In June of 2016, the official data repository for all TCGA and other NCI CCG data is the NCI’s Genomic Data Commons (GDC). The original TCGA data, aligned to the hg19 human reference genome is available from the GDC’s legacy archive while the new “harmonized” data, realigned to hg38 is available from the GDC’s main data portal.
Accessing The Cancer Genome Atlas Data on the Cloud¶
Besides accessing the files on the GDC Data Portal, you can also access them from the GDC Google Cloud Storage Bucket, which means that you don’t need to download them to perform analysis.
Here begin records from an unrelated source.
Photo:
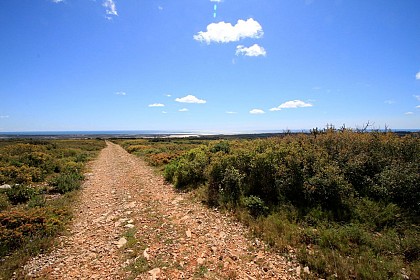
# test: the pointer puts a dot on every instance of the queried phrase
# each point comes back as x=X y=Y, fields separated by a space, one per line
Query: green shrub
x=18 y=227
x=255 y=206
x=231 y=187
x=222 y=146
x=20 y=194
x=190 y=169
x=37 y=201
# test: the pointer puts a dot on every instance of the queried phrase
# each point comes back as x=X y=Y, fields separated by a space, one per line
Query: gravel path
x=130 y=224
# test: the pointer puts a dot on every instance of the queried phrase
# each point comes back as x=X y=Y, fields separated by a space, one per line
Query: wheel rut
x=130 y=224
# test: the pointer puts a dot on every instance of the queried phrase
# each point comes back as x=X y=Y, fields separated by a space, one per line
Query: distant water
x=144 y=133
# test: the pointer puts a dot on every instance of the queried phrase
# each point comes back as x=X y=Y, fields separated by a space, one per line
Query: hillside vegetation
x=346 y=203
x=38 y=179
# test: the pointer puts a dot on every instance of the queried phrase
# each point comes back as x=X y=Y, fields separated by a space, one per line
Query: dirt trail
x=167 y=235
ISB-CGC stores the cloud file locations in tables in the
isb-cgc-bq.GDC_case_file_metadata data set in BigQuery.
- To access these metadata files, go to the Google BigQuery console.
- Perform SQL queries to find the TCGA files. Here is an example:
SELECT active.*, file_gdc_url FROM `isb-cgc-bq.GDC_case_file_metadata.fileData_active_current` as active, `isb-cgc-bq.GDC_case_file_metadata.GDCfileID_to_GCSurl_current` as GCSurl WHERE program_name = 'TCGA' AND active.file_gdc_id = GCSurl.file_gdc_id
Accessing the TCGA Data in Google BigQuery¶
ISB-CGC has TCGA data, such as clinical, biospecimen, miRNA and RNA-seq, stored in Google BigQuery tables. Information about these tables can be found using the ISB-CGC BigQuery Table Search with TCGA selected for filter PROGRAM. To learn more about this tool, see the ISB-CGC BigQuery Table Search documentation.
The TCGA tables are in project isb-cgc-bq. To learn more about how to view and query tables in the Google BigQuery console, see the ISB-CGC BigQuery Tables documentation.
- Data set
isb-cgc-bq.TCGAcontains the latest tables for each data type.
- Data set
isb-cgc-bq.TCGA_versionedcontains previously released tables, as well as the most current table.
Note that some of the tables in the isb-cgc-bq project were migrated from the isb-cgc project. If you were using data sets
isb-cgc.TCGA_hg38_data_v0, they still exist but are deprecated.